D1 / D5 antagonists may also be administered by the transdermal route. Compositions suitable for transdermal administration may be in the form of creams, aerosols and / or emulsions, which may be incorporated into the transdermal patch or into a matrix or reservoir used in the art for this purpose.

Preferably, the DI / D5 antagonists are administered orally.

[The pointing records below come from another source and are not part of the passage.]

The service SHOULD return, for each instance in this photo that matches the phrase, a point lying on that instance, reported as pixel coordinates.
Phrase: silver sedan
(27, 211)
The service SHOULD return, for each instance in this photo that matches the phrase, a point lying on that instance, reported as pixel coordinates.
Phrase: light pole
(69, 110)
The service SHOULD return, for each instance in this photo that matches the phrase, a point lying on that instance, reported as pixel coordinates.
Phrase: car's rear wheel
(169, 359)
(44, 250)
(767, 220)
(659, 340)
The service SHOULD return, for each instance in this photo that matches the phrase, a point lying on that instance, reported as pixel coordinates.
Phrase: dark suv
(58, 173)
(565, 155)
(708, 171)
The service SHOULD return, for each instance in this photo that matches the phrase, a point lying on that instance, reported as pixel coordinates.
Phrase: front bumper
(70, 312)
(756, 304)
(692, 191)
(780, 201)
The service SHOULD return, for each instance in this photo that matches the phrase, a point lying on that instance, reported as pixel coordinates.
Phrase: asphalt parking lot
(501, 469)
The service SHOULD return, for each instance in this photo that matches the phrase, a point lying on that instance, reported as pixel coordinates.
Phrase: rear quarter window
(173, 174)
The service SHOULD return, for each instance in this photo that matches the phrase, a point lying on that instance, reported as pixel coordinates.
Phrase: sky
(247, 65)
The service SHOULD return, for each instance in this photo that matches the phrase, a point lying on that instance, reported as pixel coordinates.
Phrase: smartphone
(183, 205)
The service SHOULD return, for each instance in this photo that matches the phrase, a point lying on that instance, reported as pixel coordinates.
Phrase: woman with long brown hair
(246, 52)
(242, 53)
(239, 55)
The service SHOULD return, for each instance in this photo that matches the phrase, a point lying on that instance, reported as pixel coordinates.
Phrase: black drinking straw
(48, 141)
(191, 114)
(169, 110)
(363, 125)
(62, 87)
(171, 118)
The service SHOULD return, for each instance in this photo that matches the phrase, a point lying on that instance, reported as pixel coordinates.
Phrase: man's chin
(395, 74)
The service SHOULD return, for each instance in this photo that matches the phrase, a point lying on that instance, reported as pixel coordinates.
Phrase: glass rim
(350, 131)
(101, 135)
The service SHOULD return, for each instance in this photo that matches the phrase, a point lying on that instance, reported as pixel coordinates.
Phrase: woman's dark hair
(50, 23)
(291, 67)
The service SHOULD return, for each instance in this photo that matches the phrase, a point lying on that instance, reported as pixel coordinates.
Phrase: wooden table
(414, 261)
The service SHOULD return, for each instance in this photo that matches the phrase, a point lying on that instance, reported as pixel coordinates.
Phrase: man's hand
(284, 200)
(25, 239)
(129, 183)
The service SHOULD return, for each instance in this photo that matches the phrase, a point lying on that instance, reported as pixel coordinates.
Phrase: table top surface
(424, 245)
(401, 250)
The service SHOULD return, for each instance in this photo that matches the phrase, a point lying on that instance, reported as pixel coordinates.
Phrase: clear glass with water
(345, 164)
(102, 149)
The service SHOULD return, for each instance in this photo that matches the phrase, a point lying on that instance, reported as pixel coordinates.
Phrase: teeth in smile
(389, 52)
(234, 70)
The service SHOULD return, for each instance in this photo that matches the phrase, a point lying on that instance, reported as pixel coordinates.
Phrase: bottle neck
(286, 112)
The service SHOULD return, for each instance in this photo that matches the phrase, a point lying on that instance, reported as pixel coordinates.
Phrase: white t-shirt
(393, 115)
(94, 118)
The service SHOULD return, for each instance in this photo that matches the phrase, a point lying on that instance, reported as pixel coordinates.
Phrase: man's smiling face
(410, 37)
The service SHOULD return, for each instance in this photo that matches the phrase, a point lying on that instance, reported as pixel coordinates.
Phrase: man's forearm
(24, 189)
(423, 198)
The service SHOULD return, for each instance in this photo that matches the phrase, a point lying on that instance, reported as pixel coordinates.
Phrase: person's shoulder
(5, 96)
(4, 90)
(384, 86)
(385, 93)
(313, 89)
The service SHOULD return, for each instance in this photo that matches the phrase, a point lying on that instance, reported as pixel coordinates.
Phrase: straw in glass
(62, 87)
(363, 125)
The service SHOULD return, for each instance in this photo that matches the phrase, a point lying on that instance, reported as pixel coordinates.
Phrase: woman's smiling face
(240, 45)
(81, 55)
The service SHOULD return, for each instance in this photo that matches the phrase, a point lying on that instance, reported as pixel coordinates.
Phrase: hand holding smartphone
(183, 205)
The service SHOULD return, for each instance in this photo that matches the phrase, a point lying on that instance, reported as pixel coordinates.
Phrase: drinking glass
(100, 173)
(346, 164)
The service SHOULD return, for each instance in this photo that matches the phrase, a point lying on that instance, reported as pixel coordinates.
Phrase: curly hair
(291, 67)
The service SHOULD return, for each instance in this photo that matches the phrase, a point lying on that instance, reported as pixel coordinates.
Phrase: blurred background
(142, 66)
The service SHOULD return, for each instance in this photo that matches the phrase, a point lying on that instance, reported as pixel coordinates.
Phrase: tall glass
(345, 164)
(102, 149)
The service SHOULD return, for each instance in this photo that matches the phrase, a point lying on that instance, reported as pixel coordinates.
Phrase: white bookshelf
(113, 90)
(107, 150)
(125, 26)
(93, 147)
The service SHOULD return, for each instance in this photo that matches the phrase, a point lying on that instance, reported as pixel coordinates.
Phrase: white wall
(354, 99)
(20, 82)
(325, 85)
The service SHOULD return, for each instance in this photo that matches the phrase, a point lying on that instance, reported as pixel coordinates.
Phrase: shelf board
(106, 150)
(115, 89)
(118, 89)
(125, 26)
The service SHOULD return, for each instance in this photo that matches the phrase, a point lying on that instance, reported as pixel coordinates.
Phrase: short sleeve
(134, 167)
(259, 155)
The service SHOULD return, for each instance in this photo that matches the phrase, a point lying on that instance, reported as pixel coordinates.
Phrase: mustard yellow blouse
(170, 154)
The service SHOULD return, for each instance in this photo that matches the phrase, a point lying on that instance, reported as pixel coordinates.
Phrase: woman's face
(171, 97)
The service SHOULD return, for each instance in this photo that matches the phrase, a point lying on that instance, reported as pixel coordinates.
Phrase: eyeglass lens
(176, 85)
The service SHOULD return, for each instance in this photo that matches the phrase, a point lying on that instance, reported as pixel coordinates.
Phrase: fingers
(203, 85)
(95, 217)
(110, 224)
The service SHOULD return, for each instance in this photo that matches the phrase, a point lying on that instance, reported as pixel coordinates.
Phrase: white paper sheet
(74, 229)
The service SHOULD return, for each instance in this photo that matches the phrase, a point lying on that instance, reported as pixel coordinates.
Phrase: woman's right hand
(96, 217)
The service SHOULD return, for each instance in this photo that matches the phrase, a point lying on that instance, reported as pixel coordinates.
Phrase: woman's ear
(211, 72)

DETAILED DESCRIPTION OF THE INVENTION

Example 1

Preparation of pharmaceutical compositions containing SCH 39166 as active ingredient:

ε- component mg / capsule mg / capsule 1 SCH 39166 5.0 25.0 2 lactose, USP 114.0 94.0 3 Sodium salt of glycolate starch NF 6.0 6.0 4 povidone, USP (K29 / 32) 4.0 4.0 5 magnesium stearate, NF 1.0 1.0 Full com 130.0 mg 130.0 mg

The ingredients designated 1-4 are mixed for 10-15 minutes in a suitable mixer. Component number 5 is then added and stirring is continued for an additional 1-3 minutes. The mixture is then dispensed into suitable hard, two-piece gelatin capsules in a suitable capsule filling machine.

Example 2

The capsules prepared according to the method of Example 1 (containing 5.0 mg SCH 39166) are administered once daily for six months to a patient diagnosed with obsessive compulsive disease, thereby reducing or eliminating the observable symptoms of the disease.

Example 3

The capsules prepared by the method of Example 1 (containing 25.0 mg of SCH 39166) are administered once daily for six months to a patient diagnosed with autism, thereby reducing or eliminating the observable symptoms of the disease.

Ί

The invention is described by the specific examples above, but it will be apparent to those skilled in the art that other alternative embodiments, modifications and variations are possible. It is intended that all of these alternative embodiments, modifications and variations be included within the spirit and scope of the invention.

Claims (3)

PATENT CLAIMS ·· I · · · · · · · · Use of the D1 / D5 antagonist as an active ingredient of a pharmaceutical composition for the preparation of a medicament for the treatment of diseases including obsessive compulsive disease, somatoform diseases, dissociative diseases, eating disorders, impulsive behavioral disorders and autism, anorexia nervosa, bulimia, morbidity as well as pathological gambling. The use of claim 1, wherein the D1 / D5 antagonist is selected from the group consisting of (-) - trans-6,7,7a, 8,9,13b-hexahydro-3-chloro-2-hydroxy-N-methylSH- benzo [d] naphtho [2,1-blazepine-HCl, (R) - (+) - 8-chloro-2,3,4,5-tetrahydro-3-methyl-5-phenyl-1H-3-benzazepine-7 -ol maleate, (S) -1- (1- (2-chlorophenyl) cyclopropyl) -7-hydroxy-6-methoxy-2-methyl-1,2,3,4-tetrahydroisoquinoline, 1- (2-bromo) -4,5dimetoxybenzylH-hydroxy-e-methoxy-N-methyl ^ .SAtetrahydroizochinolín I, 8-chloro-3 [6- (dimethylamino) hexyl] _-2,3,4-l 5-tetrahydro-5-phenyl-1 H-3 bezazepin-7-ol in a 1: 1 complex with cyanoborane, 8-chloro-3- [4- (dimethylamino) butyl] 2,3,4,5-tetrahydro-5-phenyl-1H-3-bezazepine- 7-ol and S - (+) - 8-chloro-5- (5-bromo-2,3-dihydrobenzofuran-7-yl-7-hydroxy-3-methyl-2,3,4,5-tetrahydro-1H-3) benzazepine Use according to claim 1, wherein the amount of D1 / D5 antagonist is 0.01 to 150 mg per kilogram of weight, preferably 0.01 to 10 mg.